Venezia non ha retto l'impatto, il numero crescente di turisti in uno spazio fisiologicamente ridotto e fragilissimo ha prodotto gli effetti disastrosi di una duplice frattura del valore naturale e del valore culturale della città. Venezia è diventata insostenibile per qualunque essere vivente, e lo spopolamento si è accompagnato con un progressivo esaurimento della varietà avio-faunistica.

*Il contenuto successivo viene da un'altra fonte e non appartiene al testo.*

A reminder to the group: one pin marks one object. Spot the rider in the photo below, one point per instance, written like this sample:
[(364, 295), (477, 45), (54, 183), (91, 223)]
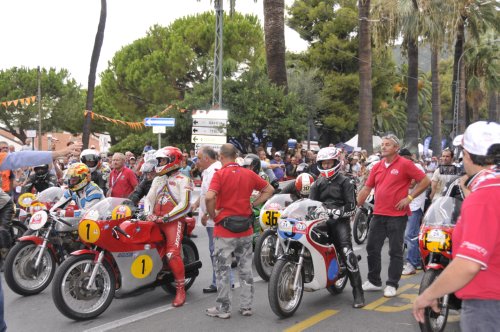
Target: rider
[(335, 189), (40, 180), (168, 202), (81, 189), (92, 159)]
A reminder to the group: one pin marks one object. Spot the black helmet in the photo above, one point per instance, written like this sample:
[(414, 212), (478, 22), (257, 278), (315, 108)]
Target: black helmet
[(41, 171), (251, 161)]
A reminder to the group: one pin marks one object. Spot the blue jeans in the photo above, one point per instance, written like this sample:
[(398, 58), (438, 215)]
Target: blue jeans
[(411, 238), (3, 326), (382, 227)]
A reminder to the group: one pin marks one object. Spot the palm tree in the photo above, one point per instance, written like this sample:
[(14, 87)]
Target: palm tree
[(365, 127), (99, 38)]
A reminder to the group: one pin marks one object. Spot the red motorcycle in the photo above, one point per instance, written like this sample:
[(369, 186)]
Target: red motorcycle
[(125, 257), (435, 250)]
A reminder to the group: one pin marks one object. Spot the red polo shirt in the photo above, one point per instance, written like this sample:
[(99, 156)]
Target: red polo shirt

Questo video, che ha montato mio cognato Dennis Zambon con i suoi poderosi mezzi tecnologici che tanto gli invidio (😁) con materiale raccolto sempre in famiglia, a me pare un felice sintomo di quel che potrebbe succedere con il coronavirus, l'azzeramento del turismo e il rallentamento della mobilità, che ha fatto sì che il passaggio di barche a motore nella città (e in particolar modo in Canal Grande) si sia praticamente fernato: un tentativo da parte di uomini e ambiente per ripensare la loro relazione. Non sono un fautore di pauperismi o decrescite felici, sono convinto che abbiamo ancora bisogno di sviluppo e crescita economica, e quest'anatra chioccia forse ci dice che possiamo riprendere a vivere meglio se ricomciamo a collaborare tra umani in generale e tra umani e non umani, invece che competere.